Feb 17, 2017 (modified: Feb 17, 2017) ICLR 2017 workshop submission readers: everyone
  • Abstract: Bioacoustic data set analyses require substantial baseline training data in order to accurately recognize and characterize specific kernels. Current approaches using the scattering framework and/or Convolutional Neural Nets (CNN) often require substantial dedicated computer time to achieve desired results. We propose a trade-off between these two approaches using a Chirplet kernel as an efficient Q constant bioacoustic representation to pretrain the CNN. First we implement a Chirplet bioinspired auditory representation. Second we implement the first algorithm (and code) for a Fast Chirplet Transform (FCT). Third, we demonstrate the computation efficiency of the FCT on selected large environmental databases: including months of Orca recordings and 1000 Birds species from the LifeClef challenge.

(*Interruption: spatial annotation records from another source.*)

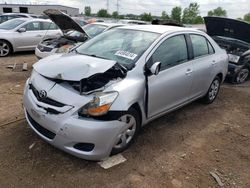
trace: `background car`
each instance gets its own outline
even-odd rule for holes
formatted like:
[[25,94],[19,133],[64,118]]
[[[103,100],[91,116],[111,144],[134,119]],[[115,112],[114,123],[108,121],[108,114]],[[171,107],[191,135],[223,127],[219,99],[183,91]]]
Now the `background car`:
[[14,18],[39,18],[39,15],[25,13],[5,13],[0,15],[0,24]]
[[228,53],[227,79],[241,84],[249,78],[250,24],[222,17],[204,17],[207,33]]
[[[89,38],[121,26],[122,24],[93,23],[81,27],[80,18],[71,18],[69,15],[59,10],[47,10],[44,12],[61,29],[63,36],[55,39],[45,39],[41,41],[35,50],[38,59],[47,57],[54,53],[66,53],[70,48],[76,46]],[[83,20],[81,20],[83,21]]]
[[0,57],[12,52],[35,50],[45,37],[55,38],[62,33],[50,20],[16,18],[0,24]]
[[212,103],[227,66],[225,50],[204,32],[114,28],[34,64],[25,116],[46,142],[101,160],[127,149],[153,119],[200,98]]

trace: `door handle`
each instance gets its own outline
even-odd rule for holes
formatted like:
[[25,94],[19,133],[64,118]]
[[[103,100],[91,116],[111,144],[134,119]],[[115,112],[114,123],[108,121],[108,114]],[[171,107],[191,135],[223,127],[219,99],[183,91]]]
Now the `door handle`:
[[193,72],[192,69],[187,69],[186,75],[190,75],[192,72]]

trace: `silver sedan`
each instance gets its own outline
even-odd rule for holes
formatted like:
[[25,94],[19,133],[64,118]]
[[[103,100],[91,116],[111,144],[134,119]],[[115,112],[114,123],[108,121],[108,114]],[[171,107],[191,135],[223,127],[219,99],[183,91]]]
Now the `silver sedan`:
[[16,18],[0,24],[0,57],[12,52],[35,50],[45,37],[57,37],[62,33],[50,20]]
[[142,126],[203,98],[212,103],[228,56],[204,32],[125,26],[36,63],[24,91],[30,127],[77,157],[127,149]]

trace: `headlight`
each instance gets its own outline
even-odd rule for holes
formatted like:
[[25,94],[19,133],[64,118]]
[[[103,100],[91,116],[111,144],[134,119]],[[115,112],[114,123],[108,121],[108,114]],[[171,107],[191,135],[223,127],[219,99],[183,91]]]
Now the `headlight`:
[[79,115],[104,115],[109,111],[117,96],[118,92],[95,93],[93,99],[79,110]]
[[61,46],[60,48],[58,48],[56,50],[56,53],[67,53],[69,52],[70,48],[72,48],[73,45],[64,45],[64,46]]

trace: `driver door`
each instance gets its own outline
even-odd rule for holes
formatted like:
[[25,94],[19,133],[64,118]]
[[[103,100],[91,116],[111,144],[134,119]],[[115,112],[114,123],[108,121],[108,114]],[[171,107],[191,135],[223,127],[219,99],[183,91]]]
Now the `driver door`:
[[184,35],[163,41],[153,52],[147,67],[161,63],[158,75],[148,77],[148,117],[160,115],[186,103],[190,98],[193,64],[188,60]]

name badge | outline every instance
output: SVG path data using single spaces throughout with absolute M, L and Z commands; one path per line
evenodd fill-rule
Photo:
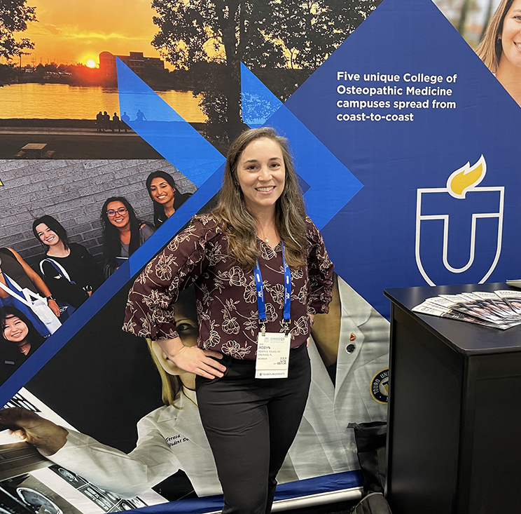
M 288 377 L 289 347 L 291 336 L 284 332 L 260 332 L 257 341 L 256 379 L 286 379 Z

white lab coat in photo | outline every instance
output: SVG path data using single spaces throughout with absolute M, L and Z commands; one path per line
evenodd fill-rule
M 387 403 L 375 400 L 371 384 L 389 367 L 389 323 L 338 277 L 342 307 L 333 386 L 312 338 L 310 398 L 289 458 L 299 478 L 359 468 L 349 423 L 385 421 Z M 352 353 L 346 349 L 354 346 Z
M 388 367 L 389 322 L 341 278 L 342 305 L 336 387 L 312 339 L 310 398 L 296 440 L 277 475 L 279 483 L 359 468 L 352 422 L 384 420 L 387 405 L 370 393 L 374 376 Z M 346 347 L 352 344 L 352 353 Z M 125 454 L 69 431 L 66 445 L 48 456 L 96 485 L 133 497 L 183 470 L 197 496 L 221 494 L 195 393 L 186 390 L 173 406 L 139 421 L 136 448 Z

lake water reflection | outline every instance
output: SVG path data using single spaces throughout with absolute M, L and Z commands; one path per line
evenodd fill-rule
M 206 116 L 189 91 L 160 91 L 158 95 L 183 118 L 204 123 Z M 95 119 L 99 111 L 119 113 L 118 90 L 67 84 L 12 84 L 0 88 L 0 118 Z M 127 113 L 134 119 L 135 113 Z

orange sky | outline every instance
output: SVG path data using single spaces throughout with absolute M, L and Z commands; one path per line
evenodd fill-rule
M 152 22 L 150 0 L 28 0 L 36 8 L 37 23 L 30 23 L 23 37 L 35 43 L 22 65 L 55 62 L 85 64 L 99 62 L 107 50 L 128 55 L 143 52 L 160 57 L 151 45 L 158 27 Z

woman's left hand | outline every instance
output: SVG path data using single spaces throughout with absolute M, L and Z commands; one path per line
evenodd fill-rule
M 47 304 L 56 316 L 60 318 L 60 306 L 56 303 L 56 300 L 47 300 Z
M 307 313 L 307 316 L 310 316 L 311 318 L 311 324 L 310 325 L 310 328 L 312 328 L 313 327 L 313 322 L 314 321 L 314 314 L 312 314 L 310 312 Z M 306 348 L 310 347 L 310 338 L 307 338 L 307 341 L 306 343 Z

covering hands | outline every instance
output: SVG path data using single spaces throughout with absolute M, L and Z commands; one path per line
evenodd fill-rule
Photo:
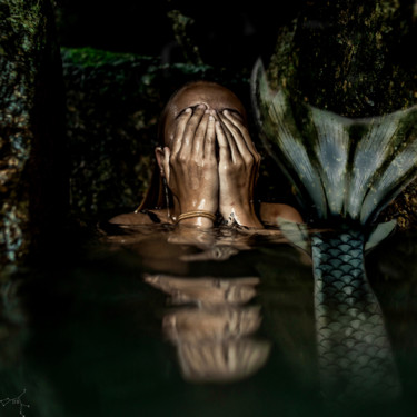
M 180 113 L 171 149 L 163 148 L 165 177 L 180 214 L 203 210 L 215 215 L 219 206 L 215 118 L 206 109 L 200 105 Z M 195 217 L 181 224 L 210 227 L 212 220 Z
M 225 110 L 218 117 L 219 211 L 229 225 L 236 221 L 247 227 L 262 227 L 254 208 L 260 156 L 237 116 Z

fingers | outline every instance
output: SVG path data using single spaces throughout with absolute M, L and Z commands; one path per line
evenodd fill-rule
M 170 157 L 170 150 L 168 147 L 163 148 L 163 171 L 165 171 L 165 178 L 167 179 L 167 182 L 170 183 L 170 168 L 169 168 L 169 157 Z
M 199 105 L 197 109 L 193 111 L 191 118 L 188 120 L 188 123 L 186 126 L 183 137 L 182 137 L 182 146 L 179 151 L 180 153 L 189 155 L 191 152 L 193 141 L 195 141 L 195 136 L 199 128 L 200 121 L 205 115 L 205 110 L 206 110 L 206 106 Z M 199 135 L 201 135 L 201 130 L 199 131 Z
M 260 155 L 256 150 L 246 126 L 237 117 L 235 117 L 231 112 L 227 110 L 225 110 L 222 115 L 225 125 L 231 130 L 234 138 L 236 139 L 240 155 L 242 157 L 248 156 L 249 151 L 249 153 L 254 158 L 255 163 L 259 165 Z
M 209 158 L 210 156 L 215 157 L 216 149 L 216 120 L 212 115 L 209 115 L 206 139 L 205 139 L 205 151 L 203 158 Z
M 190 120 L 192 115 L 192 109 L 188 108 L 178 118 L 178 123 L 176 127 L 176 132 L 173 136 L 173 141 L 172 141 L 172 155 L 177 155 L 179 150 L 181 149 L 182 146 L 182 138 L 183 138 L 183 132 L 186 131 L 186 127 L 188 121 Z
M 210 118 L 209 110 L 206 110 L 198 128 L 196 130 L 196 135 L 192 141 L 192 155 L 196 159 L 202 158 L 203 156 L 203 148 L 205 148 L 205 140 L 207 136 L 207 127 Z
M 219 143 L 219 157 L 220 161 L 228 161 L 231 158 L 229 141 L 225 135 L 225 131 L 220 125 L 220 121 L 216 120 L 215 123 L 217 142 Z
M 228 120 L 230 120 L 231 123 L 234 123 L 239 129 L 240 133 L 242 135 L 245 139 L 246 146 L 248 147 L 250 152 L 257 153 L 257 150 L 249 136 L 247 127 L 237 117 L 235 117 L 230 111 L 225 110 L 224 115 L 226 116 Z
M 237 126 L 235 123 L 232 123 L 230 121 L 230 119 L 226 117 L 226 115 L 228 115 L 228 112 L 224 111 L 219 116 L 220 116 L 220 119 L 221 119 L 222 123 L 226 127 L 226 130 L 228 131 L 228 132 L 226 132 L 226 135 L 229 133 L 228 135 L 229 146 L 235 145 L 235 148 L 239 151 L 239 153 L 241 156 L 245 156 L 249 151 L 249 148 L 246 143 L 246 140 L 245 140 L 242 133 L 240 132 L 240 130 L 237 128 Z M 230 115 L 229 115 L 229 117 L 230 117 Z M 230 146 L 230 149 L 232 149 L 231 146 Z M 238 156 L 235 156 L 234 150 L 232 150 L 232 158 L 236 159 L 236 157 L 238 157 Z

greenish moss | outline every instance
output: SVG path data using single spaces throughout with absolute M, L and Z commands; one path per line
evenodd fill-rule
M 83 68 L 133 62 L 135 60 L 152 61 L 155 58 L 132 53 L 111 52 L 95 48 L 61 48 L 67 61 Z

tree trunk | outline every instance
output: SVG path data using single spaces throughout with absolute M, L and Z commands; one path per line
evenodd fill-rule
M 0 0 L 0 77 L 4 264 L 27 259 L 64 222 L 63 89 L 49 0 Z

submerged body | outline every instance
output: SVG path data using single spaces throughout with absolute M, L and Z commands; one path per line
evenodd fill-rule
M 145 200 L 135 214 L 110 222 L 211 228 L 219 219 L 229 226 L 262 228 L 278 226 L 278 217 L 302 220 L 284 203 L 256 209 L 260 156 L 245 107 L 227 88 L 208 81 L 183 86 L 166 105 L 159 131 L 157 166 Z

Fourth, we validate the FCT on the vowels subset of the Speech TIMIT dataset. The results show that FCT accelerates CNN by twenty eight percent for birds classification, and by twenty six percent for vowel classification. Scores are also enhanced by FCT pretraining, with a relative gain of 7.8\% of Mean Average Precision on birds, and 2.3\% of vowel accuracy against raw audio CNN. We conclude on with perspectives on tonotopic FCT deep machine listening, and inter-species bioacoustic transfer learning to generalise the representation of animal communication systems.
  • TL;DR: Invited workshop paper : We propose the chirplet kernel as an efficient Q constant bioacoustic representation to pretrain the CNN
  • Keywords: Deep learning, Supervised Learning, Applications
  • Conflicts: Rice univ, Toulon univ.